We asked Brightland pal Karen Palmer to create a special recipe for us using Brightland's Ardor Chili Olive Oil. Karen Palmer is a Los Angeles-based food writer whose work has appeared in such publications as Food & Wine, Travel + Leisure, Los Angeles Magazine, and many others. In 2018, she launched Pain Pizza, a pop-up that takes the French bread pizza we all loved to pop in the microwave as kids and makes it better using quality ingredients, such as locally made Bub & Grandma’s baguettes and California-grown Bianco DiNapoli tomatoes. Pain Pizza has sold out at pop-ups at restaurants and bars across L.A. Read on for our Q & A with Karen and her incredible Amatriciana-ish Sauce, featuring Ardor!
Interview with Karen
What do you like to keep out on your kitchen countertop or "kitchen shelfie"?

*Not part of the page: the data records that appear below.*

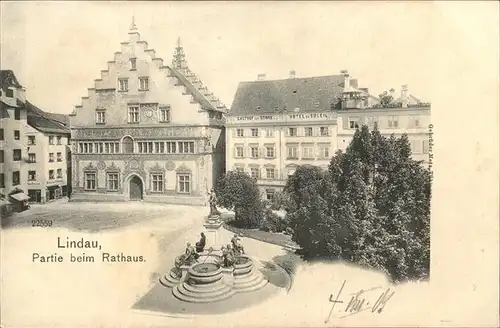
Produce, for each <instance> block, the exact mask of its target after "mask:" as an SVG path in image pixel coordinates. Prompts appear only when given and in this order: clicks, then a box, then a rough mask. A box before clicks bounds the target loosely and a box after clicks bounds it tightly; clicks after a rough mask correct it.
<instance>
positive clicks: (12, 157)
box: [12, 149, 21, 162]
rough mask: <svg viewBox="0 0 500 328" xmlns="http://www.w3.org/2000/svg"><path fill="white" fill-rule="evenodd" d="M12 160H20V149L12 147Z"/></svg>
mask: <svg viewBox="0 0 500 328" xmlns="http://www.w3.org/2000/svg"><path fill="white" fill-rule="evenodd" d="M12 160H13V161H14V162H18V161H20V160H21V149H14V150H13V151H12Z"/></svg>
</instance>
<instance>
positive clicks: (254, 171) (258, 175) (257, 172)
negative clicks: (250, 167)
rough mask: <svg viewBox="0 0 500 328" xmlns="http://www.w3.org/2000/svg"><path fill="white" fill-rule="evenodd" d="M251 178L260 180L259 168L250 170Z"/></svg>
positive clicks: (256, 167) (251, 167)
mask: <svg viewBox="0 0 500 328" xmlns="http://www.w3.org/2000/svg"><path fill="white" fill-rule="evenodd" d="M250 176H251V177H252V178H255V179H258V178H259V168H257V167H251V168H250Z"/></svg>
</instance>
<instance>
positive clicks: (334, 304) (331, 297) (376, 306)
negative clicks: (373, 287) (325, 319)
mask: <svg viewBox="0 0 500 328" xmlns="http://www.w3.org/2000/svg"><path fill="white" fill-rule="evenodd" d="M345 285H346V280H344V282H343V283H342V286H341V287H340V290H339V292H338V293H337V296H336V297H335V298H334V296H333V294H330V299H329V301H330V302H331V303H333V304H332V308H331V309H330V313H329V314H328V317H327V318H326V320H325V323H327V322H328V321H329V320H330V317H331V316H332V313H333V311H334V309H335V306H336V305H337V304H344V301H342V300H340V295H341V294H342V291H343V289H344V287H345ZM381 288H382V287H374V288H370V289H367V290H363V289H361V290H359V291H358V292H355V293H351V294H350V295H351V299H350V300H349V302H348V303H347V305H346V307H345V309H344V313H346V314H345V315H343V316H341V317H340V318H345V317H348V316H351V315H354V314H358V313H360V312H364V311H367V310H371V311H372V313H381V312H382V311H383V309H384V308H385V305H386V304H387V302H389V300H390V299H391V297H392V296H393V295H394V293H395V292H394V291H393V292H391V289H390V288H387V289H386V290H385V291H384V292H383V293H380V295H379V297H378V299H377V300H376V301H375V302H374V303H372V304H370V297H369V296H370V294H368V293H370V292H372V291H374V290H378V289H381ZM372 295H373V294H372ZM372 300H373V299H372ZM341 311H342V310H341Z"/></svg>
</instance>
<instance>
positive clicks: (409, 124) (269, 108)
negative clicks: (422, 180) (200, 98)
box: [226, 70, 430, 200]
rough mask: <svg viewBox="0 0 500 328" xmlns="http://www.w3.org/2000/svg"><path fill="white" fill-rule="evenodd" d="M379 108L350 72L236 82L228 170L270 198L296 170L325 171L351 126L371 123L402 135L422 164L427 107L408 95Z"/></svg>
mask: <svg viewBox="0 0 500 328" xmlns="http://www.w3.org/2000/svg"><path fill="white" fill-rule="evenodd" d="M387 99H389V100H390V101H389V102H388V104H385V103H384V104H381V99H380V97H376V96H373V95H371V94H370V93H369V90H368V89H367V88H359V87H358V81H357V80H356V79H351V78H350V77H349V73H348V72H347V71H345V70H344V71H342V72H341V74H338V75H330V76H316V77H305V78H299V77H297V76H296V75H295V71H291V72H290V75H289V77H288V78H287V79H281V80H266V79H265V75H263V74H261V75H259V76H258V79H257V81H249V82H241V83H240V84H239V86H238V89H237V91H236V95H235V98H234V101H233V104H232V105H231V109H230V111H229V113H228V115H227V116H226V143H227V146H226V170H228V171H229V170H236V171H241V172H246V173H248V174H250V175H251V176H252V177H254V178H255V179H256V180H257V185H258V186H259V189H260V191H261V194H262V195H263V198H265V199H267V200H272V199H273V198H274V195H275V193H276V192H278V191H282V190H283V187H284V186H285V184H286V181H287V179H288V177H289V176H290V175H292V174H293V173H294V172H295V170H296V168H297V167H298V166H299V165H305V164H309V165H315V166H319V167H322V168H324V169H327V168H328V164H329V162H330V159H331V157H333V155H334V154H335V152H336V151H337V150H339V149H341V150H345V149H346V148H347V146H348V145H349V143H350V140H351V139H352V136H353V134H354V132H355V130H356V128H358V127H360V126H361V125H362V124H367V125H369V126H370V127H371V128H373V127H374V126H376V125H377V124H378V125H377V127H378V128H379V130H380V131H381V133H382V134H384V135H390V134H392V133H395V134H396V135H397V134H402V133H407V134H408V135H409V138H410V141H411V143H412V149H413V152H414V154H413V155H414V157H416V159H418V160H425V154H426V150H427V149H428V133H429V132H428V126H427V125H428V124H429V115H430V107H429V104H422V103H421V102H420V101H419V100H418V99H416V98H415V97H413V96H411V95H408V92H407V89H406V88H404V90H403V92H402V97H400V98H396V97H393V96H392V95H391V97H389V95H388V97H387Z"/></svg>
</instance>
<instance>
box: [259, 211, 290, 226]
mask: <svg viewBox="0 0 500 328" xmlns="http://www.w3.org/2000/svg"><path fill="white" fill-rule="evenodd" d="M286 228H287V222H286V219H284V218H282V217H280V216H279V215H278V214H276V213H274V212H273V211H272V210H271V209H270V208H268V209H266V211H265V214H264V220H262V223H261V225H260V228H259V229H260V230H262V231H267V232H283V231H285V230H286Z"/></svg>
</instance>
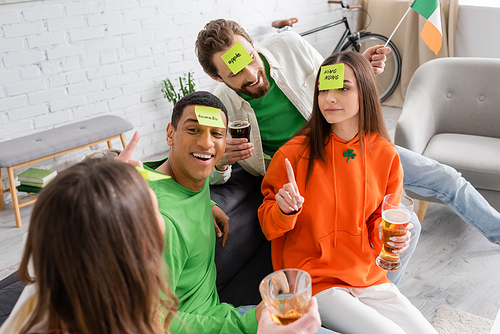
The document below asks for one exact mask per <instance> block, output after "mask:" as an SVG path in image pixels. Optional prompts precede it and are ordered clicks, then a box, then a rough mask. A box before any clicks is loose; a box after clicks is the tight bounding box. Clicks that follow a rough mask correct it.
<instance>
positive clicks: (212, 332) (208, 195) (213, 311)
mask: <svg viewBox="0 0 500 334" xmlns="http://www.w3.org/2000/svg"><path fill="white" fill-rule="evenodd" d="M196 106H207V107H212V108H217V109H220V110H221V112H220V114H221V115H220V116H221V118H222V123H221V124H223V127H219V126H207V125H203V124H205V122H204V121H203V120H202V119H200V118H198V117H200V116H199V115H197V114H196V113H195V110H197V109H196ZM199 119H200V121H201V122H202V123H203V124H200V122H199V121H198V120H199ZM226 125H227V110H226V108H225V106H224V105H223V104H222V102H221V101H220V100H219V99H218V98H216V97H215V96H214V95H212V94H211V93H208V92H196V93H191V94H189V95H186V96H185V97H184V98H182V99H181V100H180V101H179V102H177V103H176V105H175V106H174V109H173V112H172V121H171V122H170V123H169V124H168V126H167V143H168V145H169V146H170V153H169V157H168V158H165V159H163V160H161V161H156V162H149V163H145V168H146V169H149V170H155V171H157V172H160V173H163V174H166V175H169V176H171V178H170V179H163V180H157V181H150V182H149V184H150V187H151V188H152V189H153V191H154V192H155V193H156V195H157V197H158V205H159V209H160V212H161V214H162V216H163V218H164V220H165V224H166V231H165V250H164V252H163V258H164V260H165V262H166V263H167V265H168V267H169V269H170V277H169V278H170V284H171V289H172V291H174V293H175V295H176V296H177V297H178V298H179V308H178V309H179V311H178V315H179V317H176V318H174V319H173V321H172V323H171V325H170V332H171V333H176V334H178V333H256V332H257V318H256V316H259V312H260V308H261V307H260V306H258V307H257V309H253V310H251V311H248V312H247V313H245V314H244V315H243V316H241V315H239V314H238V311H237V309H236V308H235V307H233V306H232V305H230V304H226V303H220V301H219V296H218V294H217V289H216V285H215V280H216V268H215V263H214V252H215V230H214V224H213V218H212V210H211V207H212V205H213V204H214V203H213V202H212V201H211V200H210V192H209V184H208V176H209V175H210V172H211V170H212V169H213V168H214V166H215V163H216V162H217V161H218V160H219V159H220V157H221V156H222V154H223V153H224V147H225V140H226Z"/></svg>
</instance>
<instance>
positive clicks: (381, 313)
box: [316, 283, 437, 334]
mask: <svg viewBox="0 0 500 334" xmlns="http://www.w3.org/2000/svg"><path fill="white" fill-rule="evenodd" d="M316 298H317V299H318V305H319V313H320V315H321V321H322V323H323V326H325V327H327V328H329V329H331V330H334V331H337V332H340V333H342V334H350V333H352V334H364V333H366V334H437V331H436V330H435V329H434V327H432V325H431V324H430V323H429V322H428V321H427V319H425V317H424V316H423V315H422V313H420V311H419V310H418V309H417V308H416V307H415V306H413V305H412V303H411V302H410V301H409V300H408V298H406V297H405V296H403V294H402V293H401V292H400V291H399V289H398V288H397V287H396V286H395V285H394V284H392V283H385V284H380V285H375V286H372V287H367V288H342V287H335V288H330V289H327V290H324V291H321V292H320V293H318V294H316Z"/></svg>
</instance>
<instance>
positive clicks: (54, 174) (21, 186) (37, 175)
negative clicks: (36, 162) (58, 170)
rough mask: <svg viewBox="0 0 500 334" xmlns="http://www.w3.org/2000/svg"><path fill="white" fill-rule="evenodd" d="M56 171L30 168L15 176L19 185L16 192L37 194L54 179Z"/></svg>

My kitchen is pretty minimalistic, but I like that it’s uncluttered. After years of living in teeny-tiny New York City apartments with even teeny-tinier kitchens, it feels so nice to have space! As for what’s on the countertop, there’s a wooden bowl that’s always stocked with lemons and garlic, a fancy-ish coffee grinder (because my boyfriend is a coffee nerd), a marble salt cellar filled with kosher salt, a peppermill, a couple of cutting boards, a cheese board, a small selection of cookbooks, and my tangerine KitchenAid mixer. Truth be told, I don’t use the mixer very often, but it has a nostalgia factor for me—and I love the way it looks.
What does living in a golden state meant to you?
Living in a golden state means taking the time to appreciate and be grateful for the little things. For me, that means being lucky enough to live in Los Angeles, where it’s warm and sunny most of the time, and I can see palm trees out my bedroom window.
If you could host a dinner party at home and invite 3 guests, who would they be, what would you serve and what music would play in the background?
I’m going to go with three iconic women who would spark incredible conversations: Oprah (because, duh, who wouldn’t want to have Oprah at their dinner table?), Julia Child (because I’d love to hear what she thought about the food world today) and the late Carrie Fisher (because I’m an unabashed Star Wars nerd, and man, what a storyteller!). I’d be too scared to serve French food, so I’d probably make a big bowl of pasta, open a bottle of red wine, put on some Queen (because it’s what I’m listening to at the moment) and see where the night takes us!
What was your favorite board game as a child?
I don’t know if it counts as a board game, but I’m going to go with Hungry Hungry Hippos because I feel like it foreshadowed my adult life. Even when I’m eating a meal, I’m always thinking about what I’m going to eat NEXT.
What was your favorite thing that your mom/dad/grandparent cooked for you when you were little?
My grandmother made big batches of homemade ricotta gnocchi, and she’d freeze a bunch of them to have them on-hand for an impromptu dinner. I used to stop by on my drive to and from college, and she’d pull them out of the freezer and cook them for me as a “snack.” My mom asked her to write down the recipe before, and we’ve tried to recreate it, but we’ve never quite nailed it. She cooked by touch and feel, and like many Italian-American grandmothers, her method was more a “handful of” this or a “pinch of” that, rather than using exact measurements. I miss her—and her gnocchi!